Optimizing LandGEM model parameters using a machine learning method to improve the accuracy of landfill methane gas generation estimates in the United States.

Municipal solid waste (MSW) landfills significantly contribute to global methane gas production, underscoring the critical need for accurate emission gas estimation within an effective gas management strategy. While first-order models such as LandGEM are essential for estimating gas emissions, their lack of accuracy has spurred numerous studies to enhance core parameters, specifically methane generation rate constant (k) and potential methane generation capacity (L₀). In this study, various machine learning models were used to generate modified LandGEM model parameters to reduce the error of methane gas estimations by the model. Using inverse modeling, we calculated k-inverse values based on methane generation data from gas collection systems and their efficiencies.
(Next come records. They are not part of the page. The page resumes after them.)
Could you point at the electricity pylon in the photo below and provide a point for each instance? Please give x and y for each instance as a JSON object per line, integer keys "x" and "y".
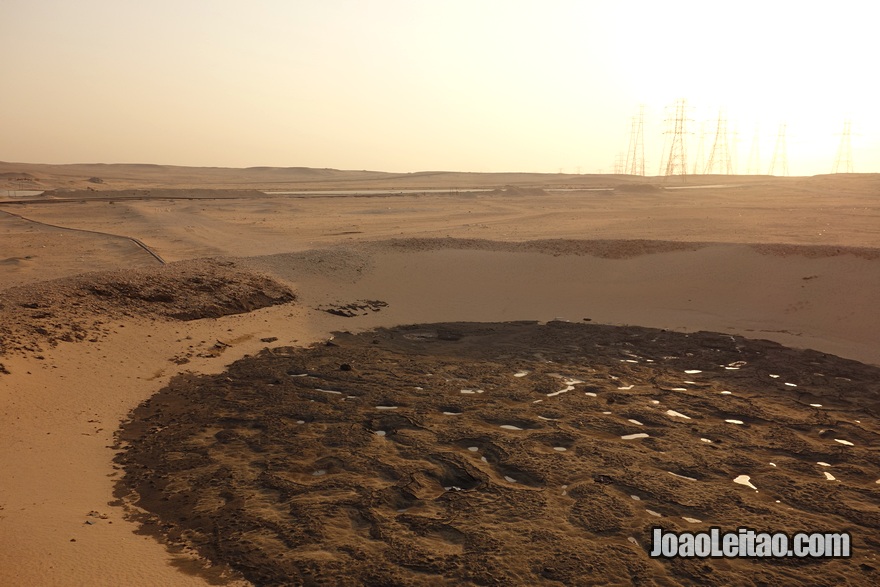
{"x": 753, "y": 167}
{"x": 844, "y": 151}
{"x": 635, "y": 154}
{"x": 698, "y": 163}
{"x": 676, "y": 162}
{"x": 719, "y": 156}
{"x": 780, "y": 152}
A dataset was then created, incorporating average annual precipitation as an independent variable and k-inverse as a dependent variable. After training various machine learning models, including the k-nearest neighbors (KNN) algorithm, we achieved the best correlation coefficient (R²) of 0.62 between k-inverse (derived through inverse modeling) and k-predicted (from the machine learning model) values. Despite the low R², the KNN model's methane generation predictions were significantly more accurate than the Inventory and CAA defaults of the LandGEM model. The 54% and 84% error reductions for Inventory and CAA default parameter values of the LandGEM model were achieved, respectively. This study highlights the potential of machine learning models to predict methane generation in landfills more accurately than LandGEM software, thereby enhancing the effectiveness of policies and strategies to manage landfill emissions.